Normal şartlarda Türkiye’nin iç ile dış politika ve siyasi çeşitliliği hakkında yorum yazmaktan imtina ederim. Ancak bizce Türkiye bütün Türklerin Anavatanıdır ayrıca Türklük 11 haneli bir sayıdan (TC Kimlik Numarası) ibaret değildir.
Bu anlayışla Türkiye’nin NATO’nun Madrid toplantısında sakıncalı bir kaç husus gördüm ve bunlardan bahsetmek istiyorum.
24 Haziran 1948 yılında Sovyet Sosyalist Cumhuriyetler Birliğine (SSCB) karşı kurulan NATO Birliğine 1952’de Türkiye katılmıştır, aynı yılda katılan Yunanistan daha sonra 1974 yılında NATO’dan ayrılmıştı ve ne yazık ki 1980 yılında Türkiye’nin de onay vermesiyle tekrar NATO Birliğine dönüş yaptı.
Türkiye o dönemde onay vermemiş olsaydı bugün Yunanistan’la konjonktür gereği durum çok farklı olacaktı ancak maalesef geçmişte bu hata yüzünden Türkiye Cumhuriyeti devleti Yunanistan’a karşı NATO Birliği ittifak gereğince birçok konuda göz yummak zorunda kaldığını görmekteyim.

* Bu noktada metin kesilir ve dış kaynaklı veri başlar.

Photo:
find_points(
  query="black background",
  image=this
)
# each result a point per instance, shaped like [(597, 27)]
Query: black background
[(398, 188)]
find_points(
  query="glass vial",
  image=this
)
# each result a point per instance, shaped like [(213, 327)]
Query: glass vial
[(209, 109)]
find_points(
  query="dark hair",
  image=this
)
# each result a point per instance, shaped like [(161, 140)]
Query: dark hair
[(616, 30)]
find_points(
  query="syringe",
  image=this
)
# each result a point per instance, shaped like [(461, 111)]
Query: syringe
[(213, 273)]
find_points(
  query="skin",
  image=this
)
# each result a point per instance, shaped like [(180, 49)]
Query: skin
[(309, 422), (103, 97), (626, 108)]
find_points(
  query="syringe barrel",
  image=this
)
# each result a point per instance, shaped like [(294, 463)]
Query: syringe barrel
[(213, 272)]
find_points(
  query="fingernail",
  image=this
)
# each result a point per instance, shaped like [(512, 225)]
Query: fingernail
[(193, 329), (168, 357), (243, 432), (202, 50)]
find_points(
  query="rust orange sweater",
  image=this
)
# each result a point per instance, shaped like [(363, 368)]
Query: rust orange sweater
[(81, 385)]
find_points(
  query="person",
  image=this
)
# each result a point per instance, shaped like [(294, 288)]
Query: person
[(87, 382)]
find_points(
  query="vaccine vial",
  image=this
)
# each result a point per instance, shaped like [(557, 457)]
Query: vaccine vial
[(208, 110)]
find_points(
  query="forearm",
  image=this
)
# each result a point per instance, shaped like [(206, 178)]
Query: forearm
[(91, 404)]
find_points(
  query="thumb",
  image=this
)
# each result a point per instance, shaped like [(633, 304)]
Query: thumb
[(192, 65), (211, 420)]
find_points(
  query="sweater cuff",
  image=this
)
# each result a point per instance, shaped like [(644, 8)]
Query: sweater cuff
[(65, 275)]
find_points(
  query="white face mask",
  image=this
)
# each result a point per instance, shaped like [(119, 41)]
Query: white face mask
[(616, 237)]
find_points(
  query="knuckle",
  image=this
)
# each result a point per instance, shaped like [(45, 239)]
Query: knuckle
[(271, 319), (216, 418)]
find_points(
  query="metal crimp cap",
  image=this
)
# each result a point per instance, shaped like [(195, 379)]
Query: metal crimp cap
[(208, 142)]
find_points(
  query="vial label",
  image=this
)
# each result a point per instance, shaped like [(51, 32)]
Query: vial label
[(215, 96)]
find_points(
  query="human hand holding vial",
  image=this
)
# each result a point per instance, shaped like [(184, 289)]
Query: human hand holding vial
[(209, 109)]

Gelelim 28 Haziran Türkiye, Finlandiya, İsveç arasında imzalanan mutabakata.
NATO birliğine katılma talebinde bulunan İsveç ve Finlandiya’ya karşı Türkiye’nin haklı karşı çıkışı kozunu kaybetti endişesi içerisindeyim.
Nitekim İsveç ve Finlandiya, PKK/YPG ve FETO terör örgütlerinin arka bahçesi haline gelmişlerdir. Bugün imzalanan bu mutabakata her ne kader terörist iade etme taahhütte bulunsalar da iyi niyet göstergesi olarak öncelikle istenen teröristlerin en azından bir kısmını iade etmelerinden sonra imzalanması gerektiğini düşünüyorum.
Ayrıca bu mutabakat sonrasında NATO’nun diğer ülkeleri tarafından oldu bittiye getirerek mümkün olan en kısa süre içerisinde parlamentolarında söz konusu iki ülkenin katılım isteğini onaylayarak Türkiye’ye mutabakatı da gerekçe göstererek onaylaması için baskı yapacaklarını ön görüyorum.
Dilerim 1980’de Yunanistan’ın NATO’ya tekrar katılmasına onay vererek yapılan hatanın benzerini tekrarlamış olmayız.
Allah Türk milletine ve Türk Devletine zeval vermesin.